Dans la crise qui s’en est suivie, la préparation matérielle de la manifestation de l’arrivée à Paris fut compromise et celle-ci faillit être déprogrammée. C’est devant la perspective d’un échec irrécupérable que des militants se sont mobilisés vingt-quatre heures sur vingt-quatre, à quelques jours de la date de cette manifestation. Les militants portugais ont fourni une contribution majeure pour assurer un minimum de réussite à celle-ci.
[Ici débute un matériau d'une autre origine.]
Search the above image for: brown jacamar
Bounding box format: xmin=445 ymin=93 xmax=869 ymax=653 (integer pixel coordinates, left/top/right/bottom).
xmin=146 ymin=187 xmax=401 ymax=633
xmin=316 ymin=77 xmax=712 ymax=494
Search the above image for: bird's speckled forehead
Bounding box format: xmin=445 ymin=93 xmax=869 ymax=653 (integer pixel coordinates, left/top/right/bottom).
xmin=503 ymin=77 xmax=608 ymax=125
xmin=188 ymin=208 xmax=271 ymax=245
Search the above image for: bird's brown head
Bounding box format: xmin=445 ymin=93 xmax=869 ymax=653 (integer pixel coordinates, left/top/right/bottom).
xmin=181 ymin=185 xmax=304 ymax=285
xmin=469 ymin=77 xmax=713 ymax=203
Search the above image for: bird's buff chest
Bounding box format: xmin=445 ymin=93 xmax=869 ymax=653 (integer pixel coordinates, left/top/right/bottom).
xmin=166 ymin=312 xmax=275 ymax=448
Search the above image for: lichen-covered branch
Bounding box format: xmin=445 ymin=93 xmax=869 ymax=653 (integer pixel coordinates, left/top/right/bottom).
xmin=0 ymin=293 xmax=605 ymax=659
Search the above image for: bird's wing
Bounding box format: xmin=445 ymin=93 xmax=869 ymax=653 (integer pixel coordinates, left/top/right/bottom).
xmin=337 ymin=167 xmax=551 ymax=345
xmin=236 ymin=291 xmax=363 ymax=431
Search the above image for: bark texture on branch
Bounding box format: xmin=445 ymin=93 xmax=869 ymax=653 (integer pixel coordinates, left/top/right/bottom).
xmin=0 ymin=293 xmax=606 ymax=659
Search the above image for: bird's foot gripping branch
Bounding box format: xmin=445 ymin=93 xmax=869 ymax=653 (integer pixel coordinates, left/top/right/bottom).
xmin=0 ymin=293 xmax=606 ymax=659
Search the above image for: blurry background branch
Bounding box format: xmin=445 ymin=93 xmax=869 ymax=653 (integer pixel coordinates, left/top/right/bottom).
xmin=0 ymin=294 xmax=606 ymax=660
Quelle est l’origine de ce volte-face ? En fait, Farida et ses compagnons du trajet franco-maghrébin venant de Marseille, avaient subi de plein fouet les conséquences de la désaffection des réseaux les plus actifs qui avaient apporté le soutien à la Marche de 1983.

Si le trajet était à peu de choses près identique à celui de l’année précédente, cette fois en revanche, ces réseaux s’étaient peu mobilisés. Les « anti-racistes » n’ont pas fait la publicité nécessaire et les « rouleurs » s’entendront dire que « de toute façon », s’adresser aux militants anti-racistes ne valait pas la peine, puisqu’ils étaient des « convaincus ».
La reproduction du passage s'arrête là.